As to the appeal, however,
“Neither the EAT nor any higher court is entitled to disturb the factual findings of an Employment Tribunal. It must detect an error of law. The Tribunal had adopted the ‘no more than necessary’ test of proportionality … and can scarcely be criticised by this Court for doing so. But we are here concerned with a system which is in transition. The question was not whether the original pay scheme could be justified but whether the steps being taken to move towards the new system were proportionate. Where part of the aim is to move towards a system which will reduce or even eliminate the disadvantage suffered by a group sharing a protected characteristic, it is necessary to consider whether there were other ways of proceeding which would eliminate or reduce the disadvantage more quickly. Otherwise, it cannot be said that the means used are ‘no more than necessary’ to meet the employer’s need for an orderly transition. This is a particular and perhaps unusual category of case. The burden of proof is on the respondent, although it is clearly incumbent upon the claimant to challenge the assertion that there was nothing else the employer could do. Where alternative means are suggested or are obvious, it is incumbent upon the Tribunal to consider them. But this is a question of fact, not of law, and if it was not fully explored before the Employment Tribunal it is not for the EAT or this Court to do so. [47: emphasis added]
Appeal dismissed .
Lady Hale’s clarification of the constituent features of indirect discrimination is extremely important for future employment claims in which religion is a factor; and on the Cloisters blog, Robin Allen QC and Anna Beale describe the judgment as “a welcome reaffirmation of indirect discrimination as a concept concerned with ‘equality of results’ rather than ‘equality of treatment'”, while Jason Braier, of Field Court Chambers, welcomes the judgment as restoring “clarity and sanity” to the statutory test of indirect discrimination and ensuring that the objectives behind the protection are best served by the applicable legal test.

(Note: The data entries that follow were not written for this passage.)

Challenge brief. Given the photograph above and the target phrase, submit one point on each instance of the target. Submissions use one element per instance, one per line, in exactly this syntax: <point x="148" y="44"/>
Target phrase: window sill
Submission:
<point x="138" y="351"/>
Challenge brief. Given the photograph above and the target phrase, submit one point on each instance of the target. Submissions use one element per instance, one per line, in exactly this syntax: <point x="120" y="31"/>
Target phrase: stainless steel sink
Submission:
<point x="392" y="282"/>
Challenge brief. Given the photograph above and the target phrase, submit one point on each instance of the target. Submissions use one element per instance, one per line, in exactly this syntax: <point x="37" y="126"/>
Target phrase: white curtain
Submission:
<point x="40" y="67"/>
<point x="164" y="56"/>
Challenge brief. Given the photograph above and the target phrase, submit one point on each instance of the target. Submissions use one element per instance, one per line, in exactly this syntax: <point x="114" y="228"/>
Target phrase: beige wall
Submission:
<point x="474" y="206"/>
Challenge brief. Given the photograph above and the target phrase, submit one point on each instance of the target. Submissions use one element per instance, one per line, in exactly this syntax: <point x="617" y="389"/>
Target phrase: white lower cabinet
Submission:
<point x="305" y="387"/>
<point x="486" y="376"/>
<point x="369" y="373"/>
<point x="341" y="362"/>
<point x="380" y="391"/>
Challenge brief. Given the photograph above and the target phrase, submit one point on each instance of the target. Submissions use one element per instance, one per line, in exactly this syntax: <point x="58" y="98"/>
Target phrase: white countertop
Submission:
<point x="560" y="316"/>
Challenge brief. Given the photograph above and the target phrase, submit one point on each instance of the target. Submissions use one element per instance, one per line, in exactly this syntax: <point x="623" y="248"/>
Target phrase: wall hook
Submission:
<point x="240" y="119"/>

However, Allen and Beale regret that the Court did not declare that two equal pay cases in the Court of Appeal had been wrongly decided – Armstrong v Newcastle upon Tyne NHS Hospital Trust  IRLR 124 and Gibson v Sheffield City Council  ICR 708, in which it was held that even where disparate impact of a pay practice on women had been demonstrated, the employer had an opportunity to prove that the disparate impact had nothing to do with sex before the court proceeded to the issue of justification. (Gibson was appealed to the Supreme Court but settled before it could be heard.) In their view, following Essop and Naeem, in a pay claim based on indirect racial discrimination it is not necessary to show that a PCP was disadvantageous in some way because of the protected characteristic; therefore, “there can be no possible reason in logic why a woman in an equal pay case should have to do so”.
For my part, I still cannot make up my mind whether or not, on the facts, Mr Naeem might simply have been rather unlucky. But be that as it may, the factual findings of an Employment Tribunal cannot – as we have seen – be disturbed on appeal.